The idea of the research, which is funded by the Swiss National Science Foundation, is to see how human tissue reacts under various environmental conditions, such as change of temperature and humidity.
The results could also be of use to modern forensics, which is sometimes confronted with old and newly mummified bodies.
Mummy fascination
Rühli himself has worked on two of the most famous mummies of all, including Tutankhamun.
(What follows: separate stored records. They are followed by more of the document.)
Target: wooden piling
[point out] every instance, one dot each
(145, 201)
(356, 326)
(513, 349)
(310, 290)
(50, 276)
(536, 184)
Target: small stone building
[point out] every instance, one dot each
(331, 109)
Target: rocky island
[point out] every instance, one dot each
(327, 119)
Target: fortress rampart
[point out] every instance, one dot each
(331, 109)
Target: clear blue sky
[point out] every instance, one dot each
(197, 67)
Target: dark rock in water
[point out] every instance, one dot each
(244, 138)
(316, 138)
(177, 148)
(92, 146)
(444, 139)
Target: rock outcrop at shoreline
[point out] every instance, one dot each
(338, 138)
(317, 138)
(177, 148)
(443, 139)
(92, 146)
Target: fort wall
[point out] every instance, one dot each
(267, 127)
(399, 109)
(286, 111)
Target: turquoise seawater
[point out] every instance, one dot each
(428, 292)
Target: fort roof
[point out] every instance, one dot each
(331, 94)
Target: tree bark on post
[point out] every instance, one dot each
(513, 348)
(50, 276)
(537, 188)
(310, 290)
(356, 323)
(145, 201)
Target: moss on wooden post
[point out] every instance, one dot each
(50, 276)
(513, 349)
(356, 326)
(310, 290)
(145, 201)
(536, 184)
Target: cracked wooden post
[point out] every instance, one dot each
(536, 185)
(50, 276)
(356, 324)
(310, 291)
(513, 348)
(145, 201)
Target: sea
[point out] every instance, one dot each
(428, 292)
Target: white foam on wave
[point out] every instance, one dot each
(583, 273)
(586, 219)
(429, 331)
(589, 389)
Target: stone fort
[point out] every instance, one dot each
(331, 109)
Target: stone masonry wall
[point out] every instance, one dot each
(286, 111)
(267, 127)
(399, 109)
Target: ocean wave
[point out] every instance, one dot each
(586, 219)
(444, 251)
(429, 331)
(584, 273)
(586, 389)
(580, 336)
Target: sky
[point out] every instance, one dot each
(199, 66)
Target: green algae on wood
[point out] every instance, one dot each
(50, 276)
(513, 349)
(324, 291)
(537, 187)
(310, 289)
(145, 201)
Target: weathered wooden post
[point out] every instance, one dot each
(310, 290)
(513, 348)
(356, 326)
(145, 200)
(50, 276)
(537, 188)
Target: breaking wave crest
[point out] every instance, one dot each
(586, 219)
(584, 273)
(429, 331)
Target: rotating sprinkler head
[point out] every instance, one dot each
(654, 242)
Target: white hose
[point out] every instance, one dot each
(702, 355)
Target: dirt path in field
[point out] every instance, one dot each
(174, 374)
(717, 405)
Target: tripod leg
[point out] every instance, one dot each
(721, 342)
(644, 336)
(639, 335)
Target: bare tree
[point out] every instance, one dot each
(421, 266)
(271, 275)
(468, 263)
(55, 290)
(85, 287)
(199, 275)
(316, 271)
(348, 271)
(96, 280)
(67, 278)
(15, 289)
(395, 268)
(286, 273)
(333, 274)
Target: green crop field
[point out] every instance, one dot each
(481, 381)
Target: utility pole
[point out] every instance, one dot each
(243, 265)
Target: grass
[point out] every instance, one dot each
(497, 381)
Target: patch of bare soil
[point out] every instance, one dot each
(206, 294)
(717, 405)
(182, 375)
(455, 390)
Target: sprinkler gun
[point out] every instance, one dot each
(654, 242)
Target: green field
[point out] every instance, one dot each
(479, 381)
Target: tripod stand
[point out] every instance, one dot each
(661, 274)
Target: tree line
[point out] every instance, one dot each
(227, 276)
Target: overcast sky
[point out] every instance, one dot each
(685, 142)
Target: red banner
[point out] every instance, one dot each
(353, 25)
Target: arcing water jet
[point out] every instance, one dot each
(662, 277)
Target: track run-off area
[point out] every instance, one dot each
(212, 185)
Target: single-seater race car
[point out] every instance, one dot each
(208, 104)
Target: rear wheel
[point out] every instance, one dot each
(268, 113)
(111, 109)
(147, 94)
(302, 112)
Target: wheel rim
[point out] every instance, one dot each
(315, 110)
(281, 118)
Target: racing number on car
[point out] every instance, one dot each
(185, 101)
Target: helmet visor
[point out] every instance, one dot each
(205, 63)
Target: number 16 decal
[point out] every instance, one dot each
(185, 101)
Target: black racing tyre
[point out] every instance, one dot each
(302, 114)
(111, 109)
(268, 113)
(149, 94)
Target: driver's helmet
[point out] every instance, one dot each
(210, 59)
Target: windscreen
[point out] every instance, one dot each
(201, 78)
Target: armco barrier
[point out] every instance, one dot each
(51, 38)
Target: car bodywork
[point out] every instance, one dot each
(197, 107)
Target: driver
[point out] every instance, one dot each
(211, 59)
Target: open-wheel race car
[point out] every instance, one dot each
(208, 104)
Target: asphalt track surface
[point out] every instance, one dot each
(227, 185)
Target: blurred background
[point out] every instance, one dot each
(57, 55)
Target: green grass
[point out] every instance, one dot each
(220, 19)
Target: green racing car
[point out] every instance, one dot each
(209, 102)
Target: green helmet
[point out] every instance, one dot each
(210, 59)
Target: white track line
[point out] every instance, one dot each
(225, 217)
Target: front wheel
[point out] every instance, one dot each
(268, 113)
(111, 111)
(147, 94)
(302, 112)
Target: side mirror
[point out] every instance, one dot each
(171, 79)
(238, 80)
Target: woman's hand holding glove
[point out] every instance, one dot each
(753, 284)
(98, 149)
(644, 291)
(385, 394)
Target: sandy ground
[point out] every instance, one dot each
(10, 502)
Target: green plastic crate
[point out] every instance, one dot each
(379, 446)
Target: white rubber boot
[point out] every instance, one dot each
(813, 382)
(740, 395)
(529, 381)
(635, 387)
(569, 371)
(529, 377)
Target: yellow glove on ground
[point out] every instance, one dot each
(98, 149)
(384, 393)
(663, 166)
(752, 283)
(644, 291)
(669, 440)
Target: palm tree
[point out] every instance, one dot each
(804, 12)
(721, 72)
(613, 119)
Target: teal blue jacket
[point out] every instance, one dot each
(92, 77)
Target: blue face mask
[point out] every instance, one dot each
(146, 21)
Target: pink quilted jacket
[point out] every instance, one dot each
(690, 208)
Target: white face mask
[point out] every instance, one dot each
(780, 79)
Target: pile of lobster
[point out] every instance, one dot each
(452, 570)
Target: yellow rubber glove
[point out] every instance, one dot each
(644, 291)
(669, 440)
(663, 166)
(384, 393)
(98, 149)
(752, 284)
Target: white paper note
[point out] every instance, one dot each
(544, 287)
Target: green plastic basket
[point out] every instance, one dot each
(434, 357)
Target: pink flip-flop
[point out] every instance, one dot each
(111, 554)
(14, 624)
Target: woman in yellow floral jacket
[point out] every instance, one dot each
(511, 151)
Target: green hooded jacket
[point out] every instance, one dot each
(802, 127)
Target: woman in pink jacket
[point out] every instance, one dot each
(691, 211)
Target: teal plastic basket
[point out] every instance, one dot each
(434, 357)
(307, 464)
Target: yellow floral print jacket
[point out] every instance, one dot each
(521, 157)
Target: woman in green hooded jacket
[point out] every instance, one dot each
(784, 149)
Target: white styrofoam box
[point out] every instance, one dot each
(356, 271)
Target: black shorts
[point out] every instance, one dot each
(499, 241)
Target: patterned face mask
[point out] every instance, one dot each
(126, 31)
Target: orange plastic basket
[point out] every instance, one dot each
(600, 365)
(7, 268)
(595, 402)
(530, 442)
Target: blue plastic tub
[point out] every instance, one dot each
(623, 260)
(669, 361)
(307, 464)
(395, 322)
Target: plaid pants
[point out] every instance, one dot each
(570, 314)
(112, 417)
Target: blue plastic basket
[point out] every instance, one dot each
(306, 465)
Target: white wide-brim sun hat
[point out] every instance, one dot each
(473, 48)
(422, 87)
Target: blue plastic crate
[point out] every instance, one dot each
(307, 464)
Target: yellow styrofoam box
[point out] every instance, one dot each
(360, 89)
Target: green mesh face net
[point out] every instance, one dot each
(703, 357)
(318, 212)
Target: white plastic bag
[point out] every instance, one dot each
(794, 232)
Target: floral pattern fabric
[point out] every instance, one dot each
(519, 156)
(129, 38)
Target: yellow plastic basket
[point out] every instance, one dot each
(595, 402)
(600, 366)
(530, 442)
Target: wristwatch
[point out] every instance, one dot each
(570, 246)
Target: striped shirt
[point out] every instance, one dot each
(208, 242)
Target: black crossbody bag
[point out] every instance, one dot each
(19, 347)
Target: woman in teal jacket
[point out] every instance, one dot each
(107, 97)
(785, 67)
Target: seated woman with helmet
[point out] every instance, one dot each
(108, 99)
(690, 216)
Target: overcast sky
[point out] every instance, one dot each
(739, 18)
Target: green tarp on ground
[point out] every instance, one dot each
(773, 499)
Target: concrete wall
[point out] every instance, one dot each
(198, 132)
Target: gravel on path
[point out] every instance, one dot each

The pharaoh’s body underwent a CT scan in Cairo in 2005. It allowed Rühli to establish that the boy king did not die from a blow to the head as previously thought. The exact cause of death is still unknown.
Rühli was also able to show that “Ötzi”, the glacier mummy from 3,300 BC found in the Austrian-Italian Alps, died from blood loss from an arrow wound. This kind of chance mummification would also be interesting to recreate, said Rühli, but would need extra funding.
The researcher says that the public’s fascination with mummies comes from the fact that people are confronted with an almost lifelike person who may have been dead for thousands of years.
As for the medical doctor, his research reunites two interests. “I’m medically interested in how tissue reacts, but I’m historically interested to know how ancient cultures tried to preserve their loved ones after death,” he said.
For the lifelong fan of mummies, “this combination is quite unique”.
Isobel Leybold-Johnson in Zurich, swissinfo.ch
The aim of this project, chaired by Rühli, is the minimal and non-invasive examination of human mummies mostly from Swiss collections. But his expertise is also in demand internationally as with King Tutankhamun and Ötzi iceman examples.
The methods used include X-rays, endoscopy, CT scans, MRI, light and electron microscopy as well as “meta-analysis” of literature on mummies.
Besides individual anatomical variants and pathologies, changes before and after death are investigated.
Skin and dried flesh have been preserved by exposure to chemicals, extreme cold, very low humidity, or by lack of air when submerged.
The best-known mummies are those that were embalmed for preservation, particularly those in ancient Egypt. This concerned not just humans but also crocodiles and cats.
In China, preserved corpses have been recovered from wooden coffins found underwater and packed with medicinal herbs.
Although Egyptian mummies are the most famous, the oldest found are the Chinchorro mummies (up to 7,000 years old) from northern Chile and southern Peru.